Иван кивнул и окончательно поверил, что промежуточное это состояние, в котором пребывал все эти годы после детства, как куколка, в которой смутно брезжит будущая жизнь, теперь закончилось и начинается под руководством Эдисона что-то новое: родная и чужая небывалая Москва, по улицам которой мать ходила им беременной, великая пустошь привольной и нищей страны, соленый железистый вкус русской речи, которым ты опять ошеломлен, как в детстве – вкусом собственной горячей жирной крови, которая течет из свежего пореза на костяшках или рубиновой капелью шмякается в прах – как будто из испорченного крана, из носа, сокрушенного чужим мосластым кулаком… и женщины, которые проходят мимо, нечаянно, бездумно задевая тебя душистым краем своей здоровой силы и отмытой молодости…
Все это – родина, язык и женщины – соединялось в целое, в единую густую, горячую субстанцию, которая должна была вот-вот прорваться, вспыхнуть, хлынуть из свежего пореза, ссадины, пробоины… прав, прав был Эдисон, когда он говорил про «первобытный синкретизм»… и подхватить его, Ивана, вечной неумолимой убийственной тягой, той самой, которая в осенний гон сшибает лося с летящей по шоссе машиной и торжествует над диктатом разума или защитного инстинкта в каждом существе, будь то сторожкий селезень или себя стыдящийся, пугливый, неуклюжий парубок уже с колючей жесткой щеточкой над верхней губой.
Волчья сыть
1
Полуторатонный нагульновский крейсер, сияя черным лаком кузова и хромом мощной радиаторной решетки, со скоростью сто километров в час прошел, распугивая встречных и параллельных тихоходов, по Суворовской, свернул на территорию Черкизовского рынка – угрозно посигналив пасущимся парнокопытно, жвачно дебилам в камуфляже ЧОП «Центурион» – мгновенно узнали, подняли шлагбаум, впустили.

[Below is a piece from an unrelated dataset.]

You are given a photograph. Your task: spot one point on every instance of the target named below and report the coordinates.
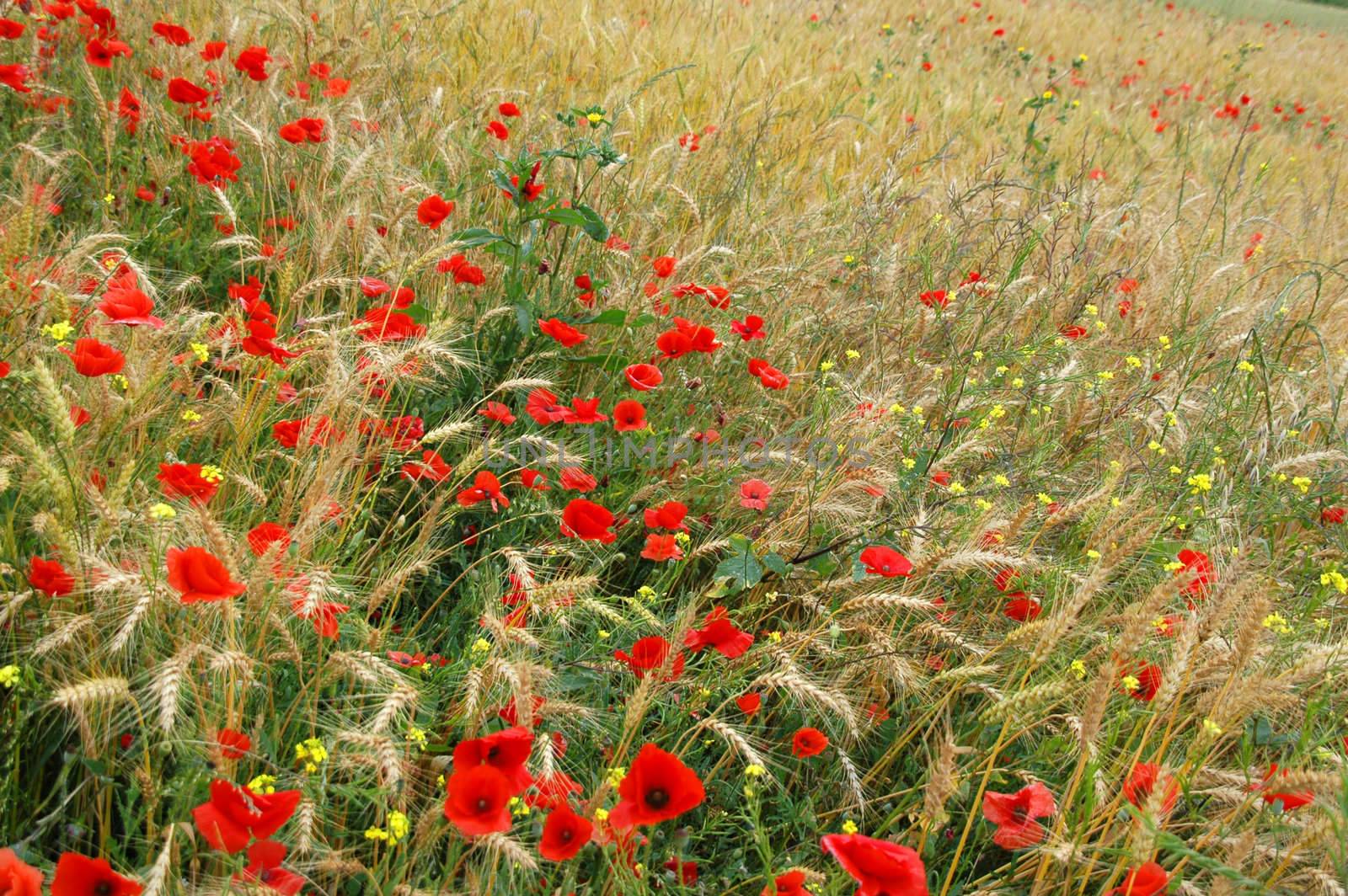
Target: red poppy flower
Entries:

Мимо стеклянных павильонов с контрафактным видео, мимо обменных пунктов и киосков лотерей, мимо салонов операторов мобильной связи, мимо колбасных лавок и витрин с цветами прошел и подрулил к бревенчатому терему кафе «Золотой петушок» – неофициальной штаб-квартиры страшного майора, здесь он за чашкой чая, рюмкой или бутылкой «Нарзана» принимал районных чебурашек; сюда шли с просьбой, жалобой, данью и подношением окрестные купчишки; здесь он обедал, оценив дешевую и сытную жратву… а где еще найдешь в районе свиной шашлык за полтораста, нормально сделанный из свежей туши специально для дорогого гостя?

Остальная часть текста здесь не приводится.